Convexity properties of error rates of a class of decoders, including the ML/min-distance one as a special case, are studied for arbitrary constellations, bit mapping and coding. Earlier results obtained for the AWGN channel are extended to a wide class of noise densities, including unimodal and spherically-invariant noise. Under these broad conditions, symbol and bit error rates are shown to be convex functions of the SNR in the high-SNR regime with an explicitly-determined threshold, which depends only on the constellation dimensionality and minimum distance, thus enabling an application of the powerful tools of convex optimization to such digital communication systems in a rigorous way.

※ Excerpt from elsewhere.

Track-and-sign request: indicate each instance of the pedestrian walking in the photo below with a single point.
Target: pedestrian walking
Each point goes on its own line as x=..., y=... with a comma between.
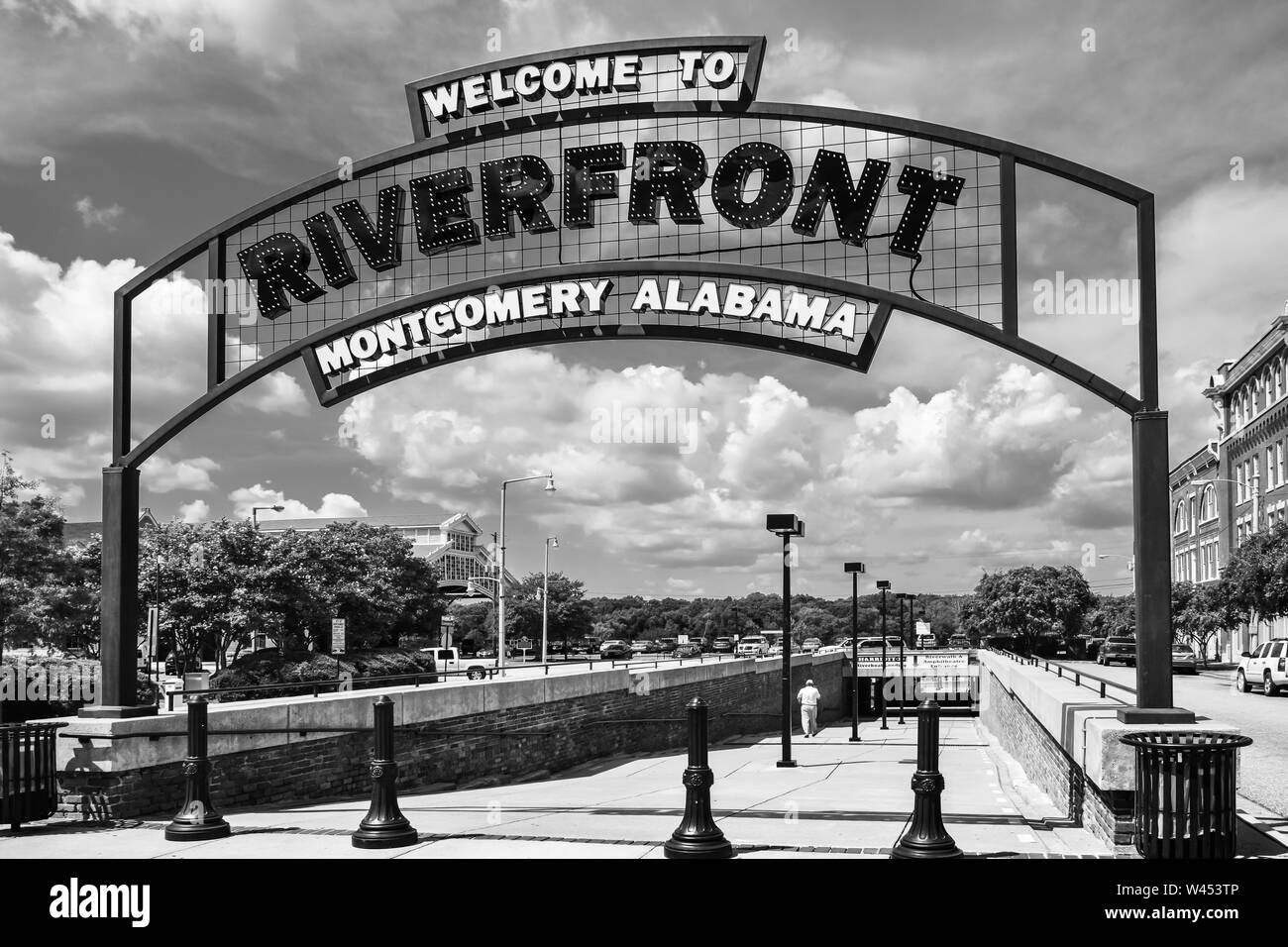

It is the decreasing nature of the noise power density around the decision region boundaries that insures the convexity of symbol error rates in the general case. The known high/low SNR bounds of the convexity/concavity regions are tightened and no further improvement is shown to be possible in general. The high SNR bound fits closely into the channel coding theorem: all codes, including capacity-achieving ones, whose decision regions include the hardened noise spheres (from the noise sphere hardening argument in the channel coding theorem) satisfies this high SNR requirement and thus has convex error rates in both SNR and noise power. We conjecture that all capacity-achieving codes have convex error rates. Convexity properties in signal amplitude and noise power are also investigated. Some applications of the results are discussed. In particular, it is shown that fading is convexity-preserving and is never good in low dimensions under spherically-invariant noise, which may also include any linear diversity combining.